他不想细说那些“事”,太多太杂,更怕说了会让妈妈担心。
沉默了一小会儿,趁妈妈追问前,他深吸口气,抬起头。
“妈,”他看着妈妈的眼睛,“我有个……礼物,要送给你。”
“礼物?”妈妈有些惊讶,“是什么?”
姜乃起身回了自己房间,半晌,拎着一个被行李压得有些皱巴的信封出来。
“这个……”他双手递过去,语气郑重,“给您的,新年礼物。”
妈妈带着疑惑接过来:“我能现在打开看看吗?”
“嗯。”姜乃用力点下头,指尖掐紧了掌心。
信封只用透明胶简单封了口,妈妈小心翼翼揭开,手指伸进去,轻轻一捻。
过塑的相纸缓缓滑出,最后躺在她的掌心。
暖光打在上面,泛起层模糊的柔光,妈妈双手微微一颤,声音瞬间哽住了。
“这……这是……”
“元旦的时候,”姜乃小声说,“陈君颢带我和他家人一块,去了音乐厅看新年音乐会……”他顿了顿,声音更轻了,“结束的时候,他帮我拍的。”
妈妈的手指剧烈颤抖起来,紧紧捏着照片边缘,指节都泛起了白。
灼热的视线在相纸里那抹墨绿的身影上反复流连,指尖忍不住一遍遍地来回摩挲。
嘴角想要扬起,却压不住滚落的眼泪,大颗大颗地砸在光滑的塑封膜上,被指尖晕成一片水痕。
“小乃……”她的声音碎得不成样子,哽咽里却扬着喜悦,“真好看……我们小乃真好看……”
“妈……”姜乃手忙脚乱地抽了几张纸,“你别哭……”
“妈没哭,”妈妈赶紧摆摆手,胡乱蹭了蹭眼角,“妈是高兴,太高兴了。”
她小心翼翼举起照片,对着灯光仔细端详。
“音乐厅啊……”
“嗯。”姜乃应声,“就是那个……旋转楼梯那里。”
妈妈没再说话,又低头抹了把眼泪,把相片轻轻放到茶几上,几乎是小跑着进了卧室。
“妈?”
“没事儿!”妈妈的声音混着翻箱倒柜的声音传来,没一会儿,她捧着本厚厚的、边角都泛黄卷边的老相册跑了出来。
她把相册放到茶几上,自己直接盘腿往地上一坐。
“妈!地板凉!”姜乃想拉她。
妈妈只摆摆手,没着急翻相册,手指在磨旧的硬壳封面上摩挲了一会儿,才带着点郑重,慢慢翻开。

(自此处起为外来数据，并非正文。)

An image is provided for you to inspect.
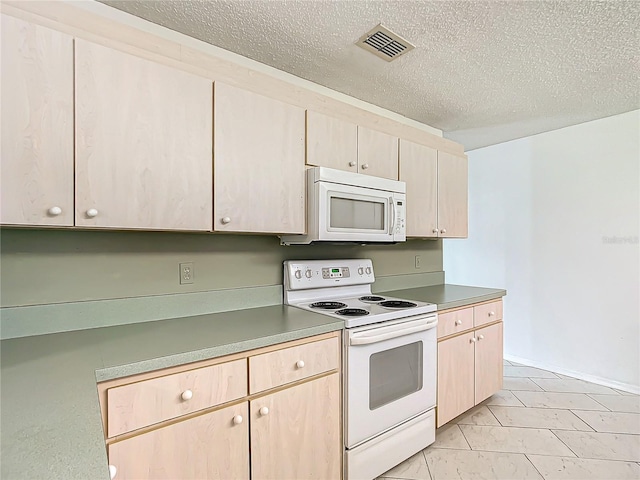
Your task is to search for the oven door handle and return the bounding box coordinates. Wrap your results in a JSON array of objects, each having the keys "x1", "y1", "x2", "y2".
[{"x1": 349, "y1": 318, "x2": 438, "y2": 345}]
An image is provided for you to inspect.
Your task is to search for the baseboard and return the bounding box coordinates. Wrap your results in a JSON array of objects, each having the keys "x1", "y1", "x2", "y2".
[{"x1": 504, "y1": 354, "x2": 640, "y2": 395}]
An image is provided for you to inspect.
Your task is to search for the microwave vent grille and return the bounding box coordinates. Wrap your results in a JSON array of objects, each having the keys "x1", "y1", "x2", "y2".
[{"x1": 356, "y1": 25, "x2": 415, "y2": 62}]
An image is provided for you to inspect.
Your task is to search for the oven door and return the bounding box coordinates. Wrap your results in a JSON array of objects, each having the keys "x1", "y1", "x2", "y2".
[
  {"x1": 343, "y1": 314, "x2": 437, "y2": 448},
  {"x1": 314, "y1": 182, "x2": 404, "y2": 242}
]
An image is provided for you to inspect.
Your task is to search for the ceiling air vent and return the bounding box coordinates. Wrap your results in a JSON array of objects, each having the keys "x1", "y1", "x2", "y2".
[{"x1": 356, "y1": 25, "x2": 416, "y2": 62}]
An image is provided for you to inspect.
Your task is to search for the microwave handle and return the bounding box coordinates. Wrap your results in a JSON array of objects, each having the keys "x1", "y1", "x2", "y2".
[
  {"x1": 389, "y1": 197, "x2": 396, "y2": 235},
  {"x1": 349, "y1": 316, "x2": 438, "y2": 345}
]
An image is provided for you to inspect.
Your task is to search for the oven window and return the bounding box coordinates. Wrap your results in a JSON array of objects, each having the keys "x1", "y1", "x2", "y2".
[
  {"x1": 369, "y1": 342, "x2": 423, "y2": 410},
  {"x1": 329, "y1": 197, "x2": 386, "y2": 230}
]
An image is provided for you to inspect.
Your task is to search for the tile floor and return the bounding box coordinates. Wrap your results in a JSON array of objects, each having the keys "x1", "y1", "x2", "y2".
[{"x1": 378, "y1": 360, "x2": 640, "y2": 480}]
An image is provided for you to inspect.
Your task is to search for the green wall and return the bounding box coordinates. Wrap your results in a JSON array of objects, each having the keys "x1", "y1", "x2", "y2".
[{"x1": 0, "y1": 228, "x2": 442, "y2": 307}]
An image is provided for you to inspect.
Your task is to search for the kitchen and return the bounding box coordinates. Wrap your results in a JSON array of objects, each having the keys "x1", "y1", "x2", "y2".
[{"x1": 2, "y1": 0, "x2": 637, "y2": 478}]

相册里大多是些褪了色的老照片,边角印着的数码日期都有点模糊了。
她翻得很快,几乎没有多犹豫,熟练地停在了某一页。
一页上下夹着两张照片,她小心地取出下面那张旧照片,把茶几上姜乃的那张崭新的,仔仔细细地放进去。
同样的楼梯转角,连角度都近乎分毫不差,一张浸在泛黄的暖阳里,一张沐在清幽的月光下。相似的眉眼,扬着同样内敛柔和的笑。
两张照片隔着二十年的岁月,静静依偎在一起。
妈妈的手指轻轻抚过相册页面,眼泪又无声地淌了下来。
“真好……”她喃喃着,声音轻得像叹息,又沉甸甸的装满了欣喜,“真好……”
姜乃站在妈妈身后,心口像被什么又酸又暖的东西塞满了,涨得喉咙都有些发涩。
他看着相册里那两张相似又不同的照片,看着妈妈被定格在相册里的青春。
“这张照片……”妈妈哽咽了一下,指着那张老照片,“妈妈当年拍的时候,也跟你差不多大呢。”
姜乃轻轻“嗯”了一声,拉过沙发上的靠枕,挨着妈妈坐到地上,把靠枕塞到她后背垫着。
电视里春晚歌舞的光影明灭交错,映着她眼里闪烁的泪花。
“那时候……学校庆典,是比我们大好几届的研究生学长学姐们的毕业演出。”
妈妈回忆着,声音里满是怀念,“妈妈当年……有一个交情特别好的学姐,请了我上台,和她一块合唱……”
一样的故事,姜乃记不清是第几次听了。
这本相册每每被翻出来,每一页里的故事都能被妈妈倒背如流。
他小时候也嫌过烦,但从不愿打断。
因为每当这个时候,妈妈眼里就会亮起一种特别的光,细碎的,却无比明亮,就像星星的碎片。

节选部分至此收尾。